I'm not party to the detail (so none of this is confirmed) - but broadly the policy in London has already moved towards safe, segregated cycle lanes.
So, expect to see many more, probably including some longer eye-catching ones.
There will also be more focus and money spent on junctions.
The buzzword will be "step-change".
Aside from the infrastructure - which cyclists will no doubt judge when it is delivered - this is also a big day and a victory for London's cycling bloggers.
These sites - among others - started campaigning for improvements to cycling safety in the years before the last Mayoral election. They were a thorn in the side of the Boris Johnson administration:
Their voices - and the message - got louder after a number of deaths, particularly around Bow roundabout.
They also began to shift the policy of more traditional organisations like the London Cycling Campaign, which in turn became more aggressive in its demands.
They were also helped by the campaign at The Times just prior to the last Mayoral Election.
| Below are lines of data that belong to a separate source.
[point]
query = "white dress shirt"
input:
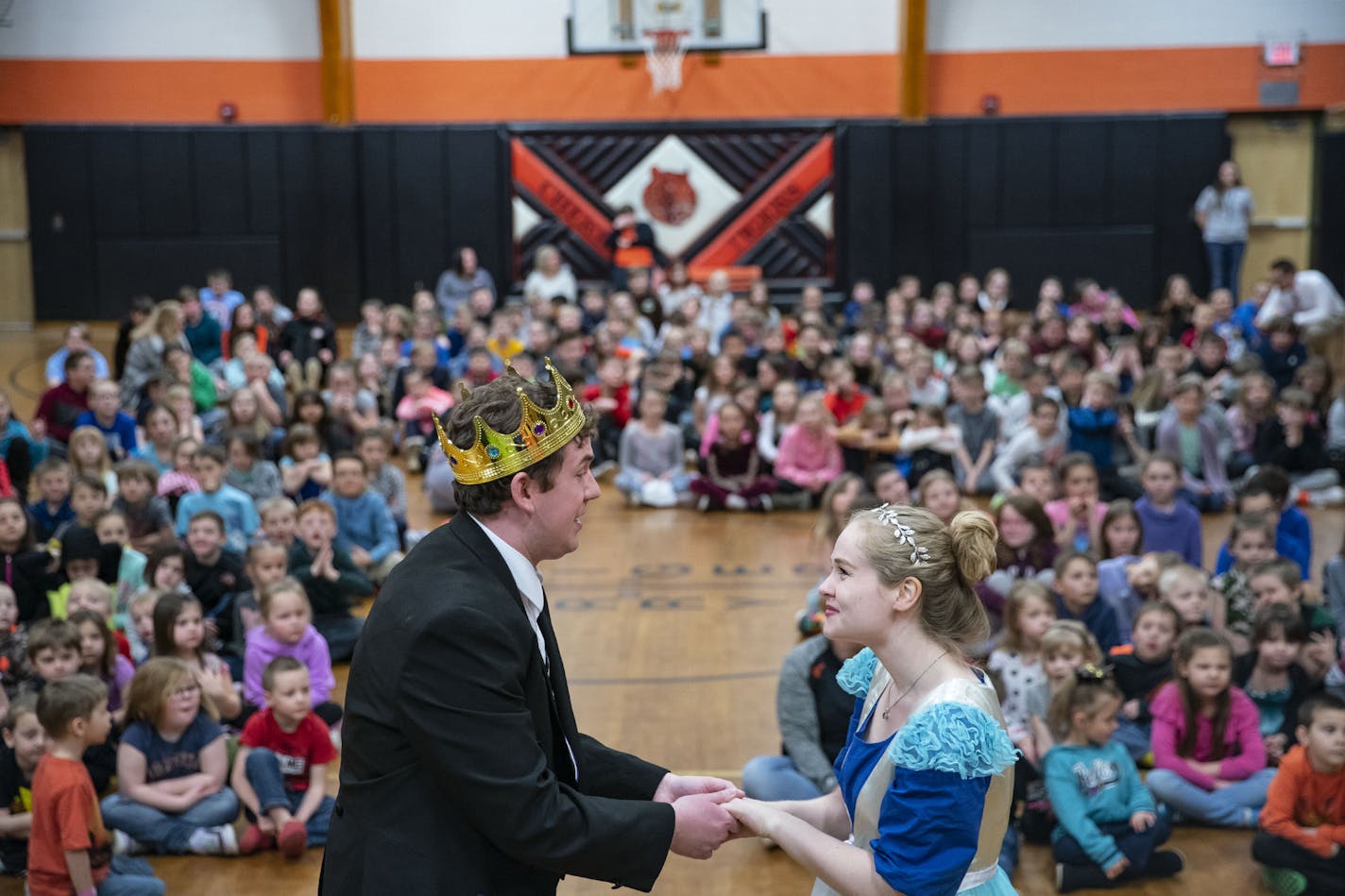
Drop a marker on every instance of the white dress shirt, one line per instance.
(526, 578)
(1313, 300)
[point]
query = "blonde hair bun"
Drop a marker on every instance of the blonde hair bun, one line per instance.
(974, 538)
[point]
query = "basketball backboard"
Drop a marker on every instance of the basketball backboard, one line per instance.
(630, 25)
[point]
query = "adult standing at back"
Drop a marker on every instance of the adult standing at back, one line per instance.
(463, 769)
(456, 284)
(1224, 211)
(1306, 296)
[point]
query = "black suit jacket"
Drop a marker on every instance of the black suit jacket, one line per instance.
(455, 772)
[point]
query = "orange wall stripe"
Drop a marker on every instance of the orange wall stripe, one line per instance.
(605, 88)
(770, 209)
(555, 194)
(179, 92)
(602, 88)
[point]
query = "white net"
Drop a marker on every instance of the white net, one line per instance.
(663, 57)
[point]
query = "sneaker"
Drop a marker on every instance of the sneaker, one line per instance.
(294, 838)
(254, 841)
(1165, 863)
(1284, 882)
(124, 844)
(1071, 877)
(214, 841)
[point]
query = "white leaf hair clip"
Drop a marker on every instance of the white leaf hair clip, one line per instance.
(903, 533)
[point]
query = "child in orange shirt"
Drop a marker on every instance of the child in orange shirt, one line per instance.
(69, 848)
(1302, 823)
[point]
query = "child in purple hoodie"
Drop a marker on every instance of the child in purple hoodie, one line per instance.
(287, 630)
(1169, 522)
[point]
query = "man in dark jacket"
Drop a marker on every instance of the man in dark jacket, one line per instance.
(463, 767)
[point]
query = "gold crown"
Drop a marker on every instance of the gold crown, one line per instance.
(495, 455)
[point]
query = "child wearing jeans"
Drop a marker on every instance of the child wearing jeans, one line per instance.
(1076, 598)
(171, 767)
(1208, 752)
(280, 771)
(69, 849)
(1109, 829)
(1251, 540)
(1302, 828)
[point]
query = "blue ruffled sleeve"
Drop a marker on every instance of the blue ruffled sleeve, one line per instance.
(952, 737)
(929, 822)
(857, 671)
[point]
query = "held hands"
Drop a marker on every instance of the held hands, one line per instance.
(754, 817)
(701, 822)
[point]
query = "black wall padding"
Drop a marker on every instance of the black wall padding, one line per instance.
(1331, 208)
(357, 212)
(1103, 196)
(377, 211)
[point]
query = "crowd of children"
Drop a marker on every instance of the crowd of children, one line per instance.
(203, 515)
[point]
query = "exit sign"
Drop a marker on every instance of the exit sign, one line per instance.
(1282, 53)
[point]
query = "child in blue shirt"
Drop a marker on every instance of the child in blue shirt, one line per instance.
(53, 509)
(1076, 598)
(1094, 425)
(233, 506)
(1109, 829)
(1266, 494)
(365, 526)
(117, 427)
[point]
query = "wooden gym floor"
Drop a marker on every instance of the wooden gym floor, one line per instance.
(672, 626)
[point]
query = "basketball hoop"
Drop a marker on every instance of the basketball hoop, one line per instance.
(663, 57)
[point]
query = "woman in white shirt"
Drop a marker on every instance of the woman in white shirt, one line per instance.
(1223, 211)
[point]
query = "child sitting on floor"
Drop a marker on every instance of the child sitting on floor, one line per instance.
(1109, 828)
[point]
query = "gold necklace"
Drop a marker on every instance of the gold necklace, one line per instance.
(892, 705)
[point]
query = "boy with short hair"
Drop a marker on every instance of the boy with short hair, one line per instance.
(214, 573)
(1266, 494)
(1041, 440)
(148, 518)
(233, 506)
(979, 428)
(70, 849)
(105, 414)
(53, 651)
(330, 578)
(1296, 443)
(88, 499)
(53, 507)
(1093, 430)
(1277, 582)
(280, 772)
(364, 524)
(1302, 823)
(384, 479)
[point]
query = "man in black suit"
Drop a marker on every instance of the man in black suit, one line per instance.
(463, 769)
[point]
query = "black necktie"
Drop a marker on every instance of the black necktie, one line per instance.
(557, 690)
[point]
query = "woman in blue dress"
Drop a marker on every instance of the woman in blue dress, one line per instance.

Then the cycling lobby - usually a split and disconnected group - managed to get all the candidates to commit to improvements to cycling safety.
To give the Johnson administration credit, they have since engaged with the lobby, including some of the bloggers.
And now some of these internet campaigners have become involved and had direct input into an announcement set to be made tomorrow.
The cycling commissioner himself, Andrew Gilligan, has written and blogged about cycling for some time.
He has been critical of Transport for London and Cycling Superhighways on a few occasions.
The headlines tomorrow will probably be about the practicalities of the new infrastructure.
But what it will also show is the power of bloggers in mobilising opinion and changing the political landscape.
Tomorrow we will see the mayor outline his vision for cycling over the next 10 years.
Is this the first transport policy moulded by bloggers?